Gatsby too, one could note, gives us a pretty good insight into the longings of people very different from Coates. Gatsby is the son of “shiftless and unsuccessful farm people” from North Dakota.

So by the terms that Wieseltier has set up, the arts and literature have given Coates the tools he needs to move beyond blind grievance. If Coates hasn’t done so, are the arts ultimately ineffective in this matter?

Wieseltier doesn’t pursue the matter but instead returns to the conundrum at the heart of his piece: while those white middle class leftists whose moral imaginations prompt them to sympathize with the working class have been voting for Bernie Sanders, members of the white working class themselves have been voting for Trump. This may prompt us to conclude that the expanded consciousness brought us by the arts is a chump’s game, at least in the realm of politics.

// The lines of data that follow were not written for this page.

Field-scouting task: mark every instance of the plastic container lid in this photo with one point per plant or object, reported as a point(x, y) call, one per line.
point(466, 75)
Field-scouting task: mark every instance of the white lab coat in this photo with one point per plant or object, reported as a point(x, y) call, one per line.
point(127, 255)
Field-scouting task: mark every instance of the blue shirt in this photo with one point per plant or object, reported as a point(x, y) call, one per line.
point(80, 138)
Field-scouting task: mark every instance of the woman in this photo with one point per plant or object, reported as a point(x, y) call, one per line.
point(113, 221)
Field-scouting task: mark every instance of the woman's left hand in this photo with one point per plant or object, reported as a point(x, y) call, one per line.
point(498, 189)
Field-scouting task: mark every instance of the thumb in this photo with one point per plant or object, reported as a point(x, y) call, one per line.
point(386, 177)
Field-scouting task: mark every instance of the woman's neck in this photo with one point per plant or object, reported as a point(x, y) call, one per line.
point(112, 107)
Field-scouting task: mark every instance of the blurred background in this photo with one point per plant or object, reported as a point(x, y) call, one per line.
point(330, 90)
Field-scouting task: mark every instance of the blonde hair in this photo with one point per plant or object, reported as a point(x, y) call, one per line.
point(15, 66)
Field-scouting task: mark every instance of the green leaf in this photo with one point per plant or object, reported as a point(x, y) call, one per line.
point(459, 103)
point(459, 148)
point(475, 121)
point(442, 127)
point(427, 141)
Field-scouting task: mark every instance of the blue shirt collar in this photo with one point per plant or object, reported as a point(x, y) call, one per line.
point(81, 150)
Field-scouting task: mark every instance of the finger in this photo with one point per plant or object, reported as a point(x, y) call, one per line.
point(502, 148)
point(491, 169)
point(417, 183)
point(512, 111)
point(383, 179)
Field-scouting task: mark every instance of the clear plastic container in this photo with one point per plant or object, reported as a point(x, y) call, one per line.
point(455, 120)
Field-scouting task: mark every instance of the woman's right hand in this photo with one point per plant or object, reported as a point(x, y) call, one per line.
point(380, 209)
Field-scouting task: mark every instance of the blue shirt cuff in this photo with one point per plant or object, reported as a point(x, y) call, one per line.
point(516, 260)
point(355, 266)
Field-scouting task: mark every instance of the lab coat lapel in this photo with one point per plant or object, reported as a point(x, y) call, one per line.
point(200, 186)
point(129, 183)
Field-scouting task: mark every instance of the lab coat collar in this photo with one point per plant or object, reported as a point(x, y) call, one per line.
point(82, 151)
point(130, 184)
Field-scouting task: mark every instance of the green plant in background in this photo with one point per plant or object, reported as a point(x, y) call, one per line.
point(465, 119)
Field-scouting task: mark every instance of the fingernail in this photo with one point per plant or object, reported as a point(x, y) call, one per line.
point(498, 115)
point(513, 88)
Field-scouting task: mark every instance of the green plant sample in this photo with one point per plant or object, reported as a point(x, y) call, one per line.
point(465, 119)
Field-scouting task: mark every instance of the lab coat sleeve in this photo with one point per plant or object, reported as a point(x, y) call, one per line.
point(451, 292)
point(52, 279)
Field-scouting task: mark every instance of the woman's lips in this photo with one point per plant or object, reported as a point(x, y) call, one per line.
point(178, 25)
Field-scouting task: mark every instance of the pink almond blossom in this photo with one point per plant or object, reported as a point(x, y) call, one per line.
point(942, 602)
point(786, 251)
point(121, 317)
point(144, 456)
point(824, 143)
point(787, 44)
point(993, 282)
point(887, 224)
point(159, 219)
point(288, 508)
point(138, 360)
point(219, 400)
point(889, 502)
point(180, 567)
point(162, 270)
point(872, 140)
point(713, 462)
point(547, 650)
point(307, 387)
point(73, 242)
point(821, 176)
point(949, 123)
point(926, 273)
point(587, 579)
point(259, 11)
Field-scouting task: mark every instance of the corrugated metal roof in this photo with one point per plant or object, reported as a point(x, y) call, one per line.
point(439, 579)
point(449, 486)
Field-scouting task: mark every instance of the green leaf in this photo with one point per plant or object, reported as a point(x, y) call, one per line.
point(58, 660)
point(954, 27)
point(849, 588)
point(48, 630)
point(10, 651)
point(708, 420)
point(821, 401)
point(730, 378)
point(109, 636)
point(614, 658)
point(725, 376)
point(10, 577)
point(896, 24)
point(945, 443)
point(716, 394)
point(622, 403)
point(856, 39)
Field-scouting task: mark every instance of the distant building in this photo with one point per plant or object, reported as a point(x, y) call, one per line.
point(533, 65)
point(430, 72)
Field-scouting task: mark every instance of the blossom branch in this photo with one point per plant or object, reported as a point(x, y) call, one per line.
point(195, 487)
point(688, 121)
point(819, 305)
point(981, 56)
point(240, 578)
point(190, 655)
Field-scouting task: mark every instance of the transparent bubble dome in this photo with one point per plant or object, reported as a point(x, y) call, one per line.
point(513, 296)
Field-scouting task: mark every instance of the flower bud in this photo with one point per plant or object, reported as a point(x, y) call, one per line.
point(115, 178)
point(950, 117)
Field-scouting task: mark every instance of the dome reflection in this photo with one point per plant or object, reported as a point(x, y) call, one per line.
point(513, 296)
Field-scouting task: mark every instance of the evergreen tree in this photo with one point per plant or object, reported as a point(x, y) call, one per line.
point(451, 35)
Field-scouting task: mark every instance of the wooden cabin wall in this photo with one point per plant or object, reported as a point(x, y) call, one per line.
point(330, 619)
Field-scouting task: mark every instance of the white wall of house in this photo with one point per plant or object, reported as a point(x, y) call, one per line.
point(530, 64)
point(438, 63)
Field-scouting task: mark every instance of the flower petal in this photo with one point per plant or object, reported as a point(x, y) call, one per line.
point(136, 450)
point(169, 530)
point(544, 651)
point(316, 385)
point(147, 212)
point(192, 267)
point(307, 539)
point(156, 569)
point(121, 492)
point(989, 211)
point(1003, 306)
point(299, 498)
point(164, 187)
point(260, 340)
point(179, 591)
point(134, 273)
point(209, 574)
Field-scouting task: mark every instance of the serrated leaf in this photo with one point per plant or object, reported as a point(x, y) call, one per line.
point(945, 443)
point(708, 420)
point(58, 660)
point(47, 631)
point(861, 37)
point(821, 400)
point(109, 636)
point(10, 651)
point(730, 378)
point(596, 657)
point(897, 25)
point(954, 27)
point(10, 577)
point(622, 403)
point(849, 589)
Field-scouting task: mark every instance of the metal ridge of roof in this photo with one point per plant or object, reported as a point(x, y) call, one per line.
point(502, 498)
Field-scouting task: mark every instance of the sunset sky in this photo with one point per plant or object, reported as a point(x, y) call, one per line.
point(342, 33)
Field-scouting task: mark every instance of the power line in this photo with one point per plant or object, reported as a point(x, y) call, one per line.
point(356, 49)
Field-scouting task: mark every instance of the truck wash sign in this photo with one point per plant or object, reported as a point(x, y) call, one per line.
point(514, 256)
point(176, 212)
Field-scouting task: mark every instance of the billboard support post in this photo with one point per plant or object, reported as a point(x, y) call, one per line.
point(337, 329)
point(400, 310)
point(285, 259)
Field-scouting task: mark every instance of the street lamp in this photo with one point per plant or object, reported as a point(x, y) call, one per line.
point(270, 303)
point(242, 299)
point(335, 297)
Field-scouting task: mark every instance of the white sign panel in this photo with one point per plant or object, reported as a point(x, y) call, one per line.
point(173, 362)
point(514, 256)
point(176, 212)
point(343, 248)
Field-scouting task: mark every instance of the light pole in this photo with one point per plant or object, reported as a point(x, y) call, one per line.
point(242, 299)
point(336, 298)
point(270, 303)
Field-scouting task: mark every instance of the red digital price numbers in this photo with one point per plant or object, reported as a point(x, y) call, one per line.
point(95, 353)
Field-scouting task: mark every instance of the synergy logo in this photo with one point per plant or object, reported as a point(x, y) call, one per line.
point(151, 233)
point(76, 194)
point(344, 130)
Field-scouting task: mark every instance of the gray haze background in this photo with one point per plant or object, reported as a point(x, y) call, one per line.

Wieseltier can’t solve the problem and ends his column with a despairing contradiction. After saying that we should sympathize with the plight of the white working class, he then says these people may end up hurting us all:

Liberals and socialists have been wondering for a hundred years why people in economic distress do not vote according to their economic interests. The answer should have been obvious long ago: People in adversity turn not to economics but to culture. They are fortified not by policy but by identity. They seek saviors, not programs. And as the direness of their circumstances appears to imperil their identity, they affirm it by asserting it ferociously against others. Hurt people hurt people. Against these hurt people, therefore, and against the profiteer of pain who shabbily champions them, it must be insisted that no amount of sympathy for their plight justifies the introduction of a version of fascism into American life. No grievance, however true, warrants the fouling of American politics by the bigotry and the brutishness peddled by Donald Trump.

Wieseltier needs Gramsci, who was very aware that workers can act this way. Gramsci’s solution was a robust educational program, which included the arts and philosophy as well as economics and labor history. Unlike Wieseltier, however, he also believed that the best educators come from the working class. His “organic intellectuals” combine both the standpoint perspective and the advantages of a classical education.

To bolster Gramsci’s point, I read somewhere that union members are far less likely to fall for Trump than unaffiliated workers. A friend who teaches at the school of the Machinists Union (the Winpisinger Education Technology Center in Hollywood, Maryland) told me that, while they don’t offer literature courses, they do make use of film (for instance, John Sayles’s Matewan). The workers emerge with a wider framework for understanding labor relations.

Unlike Wieseltier, Gramsci has a concrete plan for moving the workers beyond Trumpist myopia. One has to do more than throw books at them.